Hilbert-Schmidt Theorem says that suppose $A$ is a self-adjoint compact operator on the Hilbert space $X$, then $X$ has an orthonormal basis $\{e_i \,|\, i \in I\}$ ($I$ is the index set) which is composed of the eigenvectors of $A$. Therefore, for any $x \in X$, we have \begin{gather} x=\sum_{i \in I} (x,e_i) e_i, \quad \quad (1) \\ Ax=\sum_{i \in I} \lambda_i (x,e_i) e_i, \quad \quad (2) \end{gather} where $\lambda_i$ is the eigenvalue corresponding to $e_i$ ($\lambda_i$ may equal $\lambda_j$ even if $i \neq j$, and the set of eigenvalues of $A$ is countable even if $\{e_i\}$ is not). Through Bessel's inequality, there are countable $(x,e_i)$ not equal to $0$, thus the summations above are actually over countable sets. Then it is said in the textbook that if we list the eigenvalues of $A$ as follows: \begin{equation} |\lambda_1| \geq |\lambda_2| \geq \cdots, \quad \quad (3) \end{equation} then according to Hilbert-Schmidt Theorem, for any $x \in X$, we have \begin{equation} \left\|\left(A-\sum_{i=1}^n \lambda_i e_i \otimes e_i\right)(x)\right\| = \left\|Ax-\sum_{i=1}^n \lambda_i (x,e_i) e_i\right\| = \left\|\sum_{i=1}^\infty \lambda_i (x,e_i) e_i\right\| = \left(\sum_{i=n+1}^\infty \lambda_i^2 |(x,e_i)|^2\right)^{1/2} \leq |\lambda_{n+1}| \left(\sum_{i=n+1}^\infty |(x,e_i)|^2\right)^{1/2} \leq |\lambda_{n+1}| \|x\|, \quad \quad (4) \end{equation} where $e_i \otimes e_i: X \to X; \ x \mapsto (x,e_i) e_i$ is the rank $1$ operator, therefore we have \begin{equation} \left\|A-\sum_{i=1}^n \lambda_i e_i \otimes e_i\right\| \leq |\lambda_{n+1}| \to 0 \quad (n \to \infty), \quad \quad (5) \end{equation} that is, \begin{equation} A=\sum_{i=1}^\infty \lambda_i e_i \otimes e_i, \quad \quad (6) \end{equation} which implies that a self-adjoint compact operator on a Hilbert space can be approximated by the linear combination of rank $1$ operators.

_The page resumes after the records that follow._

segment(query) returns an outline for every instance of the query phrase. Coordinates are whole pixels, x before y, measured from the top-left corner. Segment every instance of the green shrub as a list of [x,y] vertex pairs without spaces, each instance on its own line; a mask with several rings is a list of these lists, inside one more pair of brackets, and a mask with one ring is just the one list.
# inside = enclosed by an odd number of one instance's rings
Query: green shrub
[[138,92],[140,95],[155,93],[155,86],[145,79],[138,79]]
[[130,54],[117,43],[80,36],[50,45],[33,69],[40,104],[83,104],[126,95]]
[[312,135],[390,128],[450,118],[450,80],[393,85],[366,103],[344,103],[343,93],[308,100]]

So here comes the question, when $\{e_i\}$ is uncountable, although there are countable $(x,e_i)$ not equal to $0$, it seems that which of them are not equal to $0$ depends on $x$, and accordingly, the addends in the summation $\sum_{i=1}^n \lambda_i e_i \otimes e_i$ in (4) actually vary with $x$, so why can we still derive (5) from (4)?

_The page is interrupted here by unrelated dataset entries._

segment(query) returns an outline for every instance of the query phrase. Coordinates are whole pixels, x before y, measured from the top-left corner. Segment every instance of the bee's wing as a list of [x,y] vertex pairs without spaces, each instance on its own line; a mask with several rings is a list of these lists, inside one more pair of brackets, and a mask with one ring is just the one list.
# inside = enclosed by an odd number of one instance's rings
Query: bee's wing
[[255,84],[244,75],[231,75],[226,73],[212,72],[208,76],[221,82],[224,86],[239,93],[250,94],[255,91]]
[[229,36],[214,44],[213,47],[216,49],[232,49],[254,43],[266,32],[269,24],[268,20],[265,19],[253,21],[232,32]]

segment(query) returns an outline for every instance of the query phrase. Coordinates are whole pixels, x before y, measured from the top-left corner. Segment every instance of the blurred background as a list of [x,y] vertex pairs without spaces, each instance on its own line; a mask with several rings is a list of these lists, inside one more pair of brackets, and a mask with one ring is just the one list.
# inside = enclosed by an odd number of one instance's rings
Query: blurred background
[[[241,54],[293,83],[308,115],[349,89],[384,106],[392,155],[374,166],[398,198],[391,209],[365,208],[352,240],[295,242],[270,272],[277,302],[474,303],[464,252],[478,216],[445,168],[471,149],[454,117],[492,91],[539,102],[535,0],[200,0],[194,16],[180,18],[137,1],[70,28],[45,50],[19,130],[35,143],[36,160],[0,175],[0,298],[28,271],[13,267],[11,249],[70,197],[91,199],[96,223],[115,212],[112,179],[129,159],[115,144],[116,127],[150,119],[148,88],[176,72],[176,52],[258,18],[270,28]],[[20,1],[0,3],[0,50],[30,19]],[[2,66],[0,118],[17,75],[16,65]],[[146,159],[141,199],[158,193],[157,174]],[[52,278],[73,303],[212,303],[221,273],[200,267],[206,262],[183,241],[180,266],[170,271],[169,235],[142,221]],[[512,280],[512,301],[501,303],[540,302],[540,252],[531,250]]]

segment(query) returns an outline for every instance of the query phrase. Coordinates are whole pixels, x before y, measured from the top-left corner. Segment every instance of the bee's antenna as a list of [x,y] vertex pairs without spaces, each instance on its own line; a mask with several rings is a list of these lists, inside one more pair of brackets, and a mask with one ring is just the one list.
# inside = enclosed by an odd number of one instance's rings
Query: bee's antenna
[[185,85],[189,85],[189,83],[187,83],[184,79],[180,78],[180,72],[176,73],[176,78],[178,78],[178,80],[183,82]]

The addends in the summation $\sum_i \lambda_i (e_i \otimes e_i)$ do not depend on $x$. Indeed, $\{e_i\}_{i \in I}$ and $\{\lambda_i\}_{i \in I}$ were introduced before we even spoke about a fixed element $x \in X$. Hence, as an abstract element, the operator $\sum_i \lambda_i (e_i \otimes e_i)$ does not depend on $x$ in any way.

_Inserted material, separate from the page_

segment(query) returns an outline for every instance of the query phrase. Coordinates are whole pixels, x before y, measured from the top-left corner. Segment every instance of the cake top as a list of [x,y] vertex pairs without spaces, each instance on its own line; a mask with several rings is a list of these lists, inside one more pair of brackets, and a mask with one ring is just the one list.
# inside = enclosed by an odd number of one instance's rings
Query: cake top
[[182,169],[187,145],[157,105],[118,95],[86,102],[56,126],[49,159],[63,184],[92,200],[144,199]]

Therefore, $(5)$ follows from $(4)$ by definition of the operator norm. More generally, the proof uses that if $T: X \to X$ is a linear map with $\|Tx\| \le M\|x\|$ for all $x \in X$, then $\|T\| \le M$. Here, $$T= \sum_i \lambda_i (e_i \otimes e_i).$$ Hopefully this clears your confusion.